Monday 4 April 2011  As of Monday April 4, the  BBC news reported  that oil prices have hit a new two-and-a-half year high, as worries continue about unrest in oil producing nations in North Africa and the Middle East.

 

The increases  continue to have implications for Saint Lucia at a time when  government  is already absorbing  subsidies  on cooking gas, kerosene and other non-petroleum commodities such as rice, flour and sugar.

 

The Government Information Service spoke to the Director of Research and Policy in the Ministry of Finance  Mr. Embert St. Juste  on the issue.

 

“If a cap were to be placed on any other range of petroleum products, given the price mechanism, it means that government would suffer losses of revenue.
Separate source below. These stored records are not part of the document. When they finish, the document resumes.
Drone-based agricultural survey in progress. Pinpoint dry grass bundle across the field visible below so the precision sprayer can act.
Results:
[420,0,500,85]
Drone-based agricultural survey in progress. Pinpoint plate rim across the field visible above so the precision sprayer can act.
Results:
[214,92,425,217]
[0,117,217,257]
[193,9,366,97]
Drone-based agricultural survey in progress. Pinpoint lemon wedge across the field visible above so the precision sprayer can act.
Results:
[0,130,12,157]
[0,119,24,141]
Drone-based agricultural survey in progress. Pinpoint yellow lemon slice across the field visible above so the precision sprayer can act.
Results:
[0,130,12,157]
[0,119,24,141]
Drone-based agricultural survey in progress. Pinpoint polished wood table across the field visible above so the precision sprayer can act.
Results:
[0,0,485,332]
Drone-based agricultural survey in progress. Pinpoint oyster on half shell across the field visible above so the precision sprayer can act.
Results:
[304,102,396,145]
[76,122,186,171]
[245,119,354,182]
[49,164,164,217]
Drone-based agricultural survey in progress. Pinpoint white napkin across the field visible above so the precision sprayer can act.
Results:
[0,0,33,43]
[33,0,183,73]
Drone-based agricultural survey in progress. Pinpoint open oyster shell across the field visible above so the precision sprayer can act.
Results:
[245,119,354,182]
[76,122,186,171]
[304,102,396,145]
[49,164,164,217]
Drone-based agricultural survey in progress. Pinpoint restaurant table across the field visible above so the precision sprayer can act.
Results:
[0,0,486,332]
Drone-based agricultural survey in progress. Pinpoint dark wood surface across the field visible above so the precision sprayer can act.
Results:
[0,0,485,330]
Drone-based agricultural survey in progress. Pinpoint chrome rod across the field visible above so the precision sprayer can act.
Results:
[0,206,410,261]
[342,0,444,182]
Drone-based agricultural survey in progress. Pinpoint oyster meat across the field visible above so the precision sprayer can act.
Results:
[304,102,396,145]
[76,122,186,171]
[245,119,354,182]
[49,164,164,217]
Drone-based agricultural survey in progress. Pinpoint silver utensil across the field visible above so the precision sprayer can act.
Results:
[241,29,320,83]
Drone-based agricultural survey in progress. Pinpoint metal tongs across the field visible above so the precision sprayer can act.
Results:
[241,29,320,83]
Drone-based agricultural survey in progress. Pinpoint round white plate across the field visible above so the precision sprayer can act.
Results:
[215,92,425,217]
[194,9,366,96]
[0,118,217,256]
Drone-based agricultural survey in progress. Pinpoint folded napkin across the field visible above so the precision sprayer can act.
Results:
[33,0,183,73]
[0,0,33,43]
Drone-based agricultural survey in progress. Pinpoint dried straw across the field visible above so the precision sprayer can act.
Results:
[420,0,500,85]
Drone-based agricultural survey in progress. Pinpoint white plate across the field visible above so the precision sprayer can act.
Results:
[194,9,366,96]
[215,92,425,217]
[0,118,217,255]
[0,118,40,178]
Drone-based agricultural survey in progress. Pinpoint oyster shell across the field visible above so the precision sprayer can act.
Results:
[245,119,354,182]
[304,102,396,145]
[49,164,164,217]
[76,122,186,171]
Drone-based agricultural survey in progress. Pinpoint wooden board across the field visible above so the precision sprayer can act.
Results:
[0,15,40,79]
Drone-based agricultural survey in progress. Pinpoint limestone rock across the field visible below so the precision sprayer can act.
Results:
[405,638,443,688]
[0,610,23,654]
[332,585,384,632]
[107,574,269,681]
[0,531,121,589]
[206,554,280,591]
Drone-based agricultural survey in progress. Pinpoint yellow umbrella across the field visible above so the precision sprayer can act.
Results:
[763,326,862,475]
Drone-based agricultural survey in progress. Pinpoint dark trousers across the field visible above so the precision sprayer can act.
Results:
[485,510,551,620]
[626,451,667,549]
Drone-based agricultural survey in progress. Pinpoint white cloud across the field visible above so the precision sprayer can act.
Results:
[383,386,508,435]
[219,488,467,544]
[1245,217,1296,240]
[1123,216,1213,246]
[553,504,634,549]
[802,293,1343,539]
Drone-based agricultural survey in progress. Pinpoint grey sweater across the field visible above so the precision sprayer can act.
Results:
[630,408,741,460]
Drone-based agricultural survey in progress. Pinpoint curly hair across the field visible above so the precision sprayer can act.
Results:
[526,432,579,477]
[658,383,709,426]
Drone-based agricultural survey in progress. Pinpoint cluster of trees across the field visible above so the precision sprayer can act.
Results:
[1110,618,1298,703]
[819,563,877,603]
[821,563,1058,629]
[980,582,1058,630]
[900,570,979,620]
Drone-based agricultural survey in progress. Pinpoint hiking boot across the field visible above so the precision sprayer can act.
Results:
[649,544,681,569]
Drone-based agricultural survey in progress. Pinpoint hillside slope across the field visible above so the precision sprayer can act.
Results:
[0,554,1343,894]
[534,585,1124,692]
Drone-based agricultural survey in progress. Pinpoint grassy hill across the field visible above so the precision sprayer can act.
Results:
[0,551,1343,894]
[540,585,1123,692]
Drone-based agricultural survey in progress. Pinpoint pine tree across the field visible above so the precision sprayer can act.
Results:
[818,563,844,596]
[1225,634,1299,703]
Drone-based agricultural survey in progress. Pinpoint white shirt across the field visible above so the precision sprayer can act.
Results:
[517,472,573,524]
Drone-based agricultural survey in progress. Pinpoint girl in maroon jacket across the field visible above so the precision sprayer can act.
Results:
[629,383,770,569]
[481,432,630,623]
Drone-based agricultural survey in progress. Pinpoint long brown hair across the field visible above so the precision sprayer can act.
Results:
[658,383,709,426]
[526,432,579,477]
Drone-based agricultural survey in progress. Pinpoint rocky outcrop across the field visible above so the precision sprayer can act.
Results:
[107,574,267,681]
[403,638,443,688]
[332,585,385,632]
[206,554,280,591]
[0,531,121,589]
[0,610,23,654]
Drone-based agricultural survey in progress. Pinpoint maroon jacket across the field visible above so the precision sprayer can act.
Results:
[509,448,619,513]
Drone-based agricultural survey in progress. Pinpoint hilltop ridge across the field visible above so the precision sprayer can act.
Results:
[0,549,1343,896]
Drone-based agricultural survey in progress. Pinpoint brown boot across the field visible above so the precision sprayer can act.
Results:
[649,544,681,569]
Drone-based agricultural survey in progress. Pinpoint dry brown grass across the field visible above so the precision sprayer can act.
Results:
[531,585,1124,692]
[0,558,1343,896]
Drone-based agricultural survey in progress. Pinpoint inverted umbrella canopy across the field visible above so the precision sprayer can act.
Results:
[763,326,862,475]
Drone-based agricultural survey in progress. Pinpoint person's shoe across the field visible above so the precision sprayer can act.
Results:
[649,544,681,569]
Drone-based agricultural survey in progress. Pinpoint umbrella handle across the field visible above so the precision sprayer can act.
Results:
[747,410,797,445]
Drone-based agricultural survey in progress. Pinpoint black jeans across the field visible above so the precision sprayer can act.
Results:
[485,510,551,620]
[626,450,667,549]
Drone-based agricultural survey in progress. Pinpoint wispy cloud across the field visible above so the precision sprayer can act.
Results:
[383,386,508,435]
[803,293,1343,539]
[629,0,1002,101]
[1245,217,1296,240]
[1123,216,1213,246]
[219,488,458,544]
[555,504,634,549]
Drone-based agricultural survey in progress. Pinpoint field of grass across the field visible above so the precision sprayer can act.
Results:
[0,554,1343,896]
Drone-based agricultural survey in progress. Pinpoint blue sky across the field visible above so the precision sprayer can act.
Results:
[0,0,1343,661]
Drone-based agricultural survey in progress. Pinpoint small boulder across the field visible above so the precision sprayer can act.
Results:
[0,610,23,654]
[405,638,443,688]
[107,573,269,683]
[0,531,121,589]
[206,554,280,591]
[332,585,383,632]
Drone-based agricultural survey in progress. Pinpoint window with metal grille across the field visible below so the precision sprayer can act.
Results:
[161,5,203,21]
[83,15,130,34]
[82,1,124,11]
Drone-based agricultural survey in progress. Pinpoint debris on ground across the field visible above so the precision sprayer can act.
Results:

Any cap on oil prices will automatically result in lower revenue intake, which is something government can ill-afford at this time given the need to respond to the impact of Hurricane Tomas and other pressures being placed on  government with respect to increases in expenditure.”

 

The Ministry of Finance official says government is concerned and is actually attempting  to see  what  can be done within the country's revenue limitations.

 

“This is something government is considering at this point in time and I guess a policy decision will be made in the near future on this particular issue.”

 

International reports indicate that production by Libya, which is the world's 17th  largest oil producer, with a 2% market share, has been almost completely shut down because of the ongoing conflict there.

 

The Organisation of Petroleum Exporting Countries (OPEC) is not due to convene to discuss oil production until  June 2nd,  2011, when its 12 member states will meet in Vienna, Austria.